【壁ドン企画】 わがままな彼の甘い罠
「だから、書類スマッシュしてるの?」
「スマッシュしてるのは、おでこ出した髪型してる時だけだけどね。なんだっけ。ポンパ……なんとか?
おでこ可愛いからあんまり他のヤツに見られたくない。
ずっと聞きたかったんだけど、なんで会社におでこ出してくるの?」
「え。なんでって……ダメだとか決まりないし」
「ダメだよ」
「ダメって、そんなの、だって……」
「〝だって〟禁止」
「さっき言ってたじゃん!」
「俺はいいんだよ」
「何、その勝手な基準……」
おでことか……おでことか。
呆気にとられて混乱している私を見上げた彼は、すっと立ち上がると、今まで座っていた椅子に今度は私を座らせる。

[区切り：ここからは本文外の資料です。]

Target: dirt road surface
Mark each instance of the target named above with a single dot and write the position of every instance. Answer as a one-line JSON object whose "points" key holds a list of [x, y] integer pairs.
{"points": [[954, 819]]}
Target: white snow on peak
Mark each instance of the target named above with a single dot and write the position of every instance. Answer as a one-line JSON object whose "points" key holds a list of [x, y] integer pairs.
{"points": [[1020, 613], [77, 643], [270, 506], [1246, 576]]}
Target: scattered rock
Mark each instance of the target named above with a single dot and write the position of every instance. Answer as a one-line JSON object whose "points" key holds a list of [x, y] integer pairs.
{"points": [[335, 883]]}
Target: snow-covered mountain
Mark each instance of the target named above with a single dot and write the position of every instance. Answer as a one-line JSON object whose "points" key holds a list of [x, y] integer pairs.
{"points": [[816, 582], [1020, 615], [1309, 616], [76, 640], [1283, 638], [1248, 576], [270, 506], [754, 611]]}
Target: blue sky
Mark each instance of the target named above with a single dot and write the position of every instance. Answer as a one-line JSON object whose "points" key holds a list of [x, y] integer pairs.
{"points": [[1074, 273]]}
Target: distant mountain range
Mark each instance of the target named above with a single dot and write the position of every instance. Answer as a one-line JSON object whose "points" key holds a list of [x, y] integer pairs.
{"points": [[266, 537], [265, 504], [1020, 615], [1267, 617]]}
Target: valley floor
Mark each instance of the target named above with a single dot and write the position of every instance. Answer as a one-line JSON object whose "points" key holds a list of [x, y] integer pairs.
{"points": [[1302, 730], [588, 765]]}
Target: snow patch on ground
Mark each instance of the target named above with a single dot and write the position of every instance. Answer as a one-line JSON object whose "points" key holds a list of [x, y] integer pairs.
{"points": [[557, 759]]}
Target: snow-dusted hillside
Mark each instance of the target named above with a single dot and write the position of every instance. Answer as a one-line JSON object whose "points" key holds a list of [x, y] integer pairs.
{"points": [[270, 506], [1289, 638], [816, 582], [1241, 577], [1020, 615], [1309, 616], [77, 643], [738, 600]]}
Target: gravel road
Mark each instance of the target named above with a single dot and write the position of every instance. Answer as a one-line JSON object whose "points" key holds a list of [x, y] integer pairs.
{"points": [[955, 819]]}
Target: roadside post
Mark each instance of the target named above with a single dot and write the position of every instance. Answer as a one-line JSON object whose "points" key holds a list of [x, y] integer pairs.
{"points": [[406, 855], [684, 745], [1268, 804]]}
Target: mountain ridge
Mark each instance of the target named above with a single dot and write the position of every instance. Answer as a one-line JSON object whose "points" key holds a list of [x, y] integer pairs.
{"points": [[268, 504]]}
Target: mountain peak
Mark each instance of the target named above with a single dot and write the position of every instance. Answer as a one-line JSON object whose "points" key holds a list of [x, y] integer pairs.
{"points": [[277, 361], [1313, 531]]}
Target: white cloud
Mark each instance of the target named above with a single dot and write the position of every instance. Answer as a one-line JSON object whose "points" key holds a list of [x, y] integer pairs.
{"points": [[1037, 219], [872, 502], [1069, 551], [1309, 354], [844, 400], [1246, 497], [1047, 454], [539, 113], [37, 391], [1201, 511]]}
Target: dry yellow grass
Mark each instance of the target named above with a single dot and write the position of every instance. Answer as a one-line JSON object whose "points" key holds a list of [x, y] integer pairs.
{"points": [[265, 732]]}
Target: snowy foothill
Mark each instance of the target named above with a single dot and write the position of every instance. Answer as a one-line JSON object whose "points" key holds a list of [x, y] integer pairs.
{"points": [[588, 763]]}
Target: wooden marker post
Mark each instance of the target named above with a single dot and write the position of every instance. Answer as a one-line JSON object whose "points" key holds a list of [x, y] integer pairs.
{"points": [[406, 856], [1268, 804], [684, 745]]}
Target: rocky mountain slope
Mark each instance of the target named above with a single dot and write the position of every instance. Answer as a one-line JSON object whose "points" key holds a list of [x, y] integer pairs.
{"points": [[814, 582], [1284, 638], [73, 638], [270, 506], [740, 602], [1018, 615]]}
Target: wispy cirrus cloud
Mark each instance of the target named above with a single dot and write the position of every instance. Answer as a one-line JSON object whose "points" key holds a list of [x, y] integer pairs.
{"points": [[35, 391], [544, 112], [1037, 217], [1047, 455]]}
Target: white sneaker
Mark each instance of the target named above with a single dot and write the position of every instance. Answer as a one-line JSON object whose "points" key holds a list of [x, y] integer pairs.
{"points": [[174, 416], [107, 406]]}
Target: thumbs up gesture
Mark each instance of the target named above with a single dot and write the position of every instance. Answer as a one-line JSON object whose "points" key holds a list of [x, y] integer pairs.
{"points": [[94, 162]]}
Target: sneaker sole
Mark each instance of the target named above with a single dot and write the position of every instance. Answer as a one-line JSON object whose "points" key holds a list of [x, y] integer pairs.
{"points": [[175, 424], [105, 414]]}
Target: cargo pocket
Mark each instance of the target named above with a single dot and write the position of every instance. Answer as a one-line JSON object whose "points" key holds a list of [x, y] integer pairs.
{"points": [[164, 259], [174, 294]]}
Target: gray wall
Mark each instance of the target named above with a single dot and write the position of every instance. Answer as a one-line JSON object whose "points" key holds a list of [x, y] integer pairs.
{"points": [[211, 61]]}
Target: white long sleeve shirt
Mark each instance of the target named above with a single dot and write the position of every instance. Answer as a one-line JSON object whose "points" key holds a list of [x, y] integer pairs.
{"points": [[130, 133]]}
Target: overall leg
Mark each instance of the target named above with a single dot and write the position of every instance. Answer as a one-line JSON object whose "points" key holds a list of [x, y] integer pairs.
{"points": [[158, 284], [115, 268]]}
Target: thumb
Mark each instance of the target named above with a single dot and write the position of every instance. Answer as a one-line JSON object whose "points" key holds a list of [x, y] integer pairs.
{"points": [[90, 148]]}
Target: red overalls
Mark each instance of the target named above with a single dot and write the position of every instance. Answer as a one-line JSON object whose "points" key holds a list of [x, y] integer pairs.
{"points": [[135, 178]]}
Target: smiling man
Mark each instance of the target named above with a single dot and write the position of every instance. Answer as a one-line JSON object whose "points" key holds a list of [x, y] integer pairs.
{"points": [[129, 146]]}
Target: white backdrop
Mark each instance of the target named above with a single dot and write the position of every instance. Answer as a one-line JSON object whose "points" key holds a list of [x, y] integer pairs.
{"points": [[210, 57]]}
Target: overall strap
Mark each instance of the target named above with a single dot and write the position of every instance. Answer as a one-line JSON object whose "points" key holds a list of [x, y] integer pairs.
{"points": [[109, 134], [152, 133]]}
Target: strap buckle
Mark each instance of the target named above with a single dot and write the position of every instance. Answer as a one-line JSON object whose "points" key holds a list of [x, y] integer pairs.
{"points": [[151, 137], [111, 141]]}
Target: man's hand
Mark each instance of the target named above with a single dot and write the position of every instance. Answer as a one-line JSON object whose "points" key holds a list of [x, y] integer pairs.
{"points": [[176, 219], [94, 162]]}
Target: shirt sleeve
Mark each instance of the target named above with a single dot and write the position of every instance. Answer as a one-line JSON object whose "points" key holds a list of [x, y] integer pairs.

戸惑いながら見上げると、腰をかがめた彼が、私の顔の両脇に手をゆっくりとつくところだった。
形勢逆転。
今度は、彼の影が私を包む。
さっき、私だって同じ事をしていたハズなのに。
される側になっただけでこんなにドキドキしてしまう。
距離は同じハズなのに………絶対的に違うのは、彼のテリトリーに閉じ込められたという意識だろうか。
可愛い顔した彼が男に変わる瞬間の、ギャップにだろうか。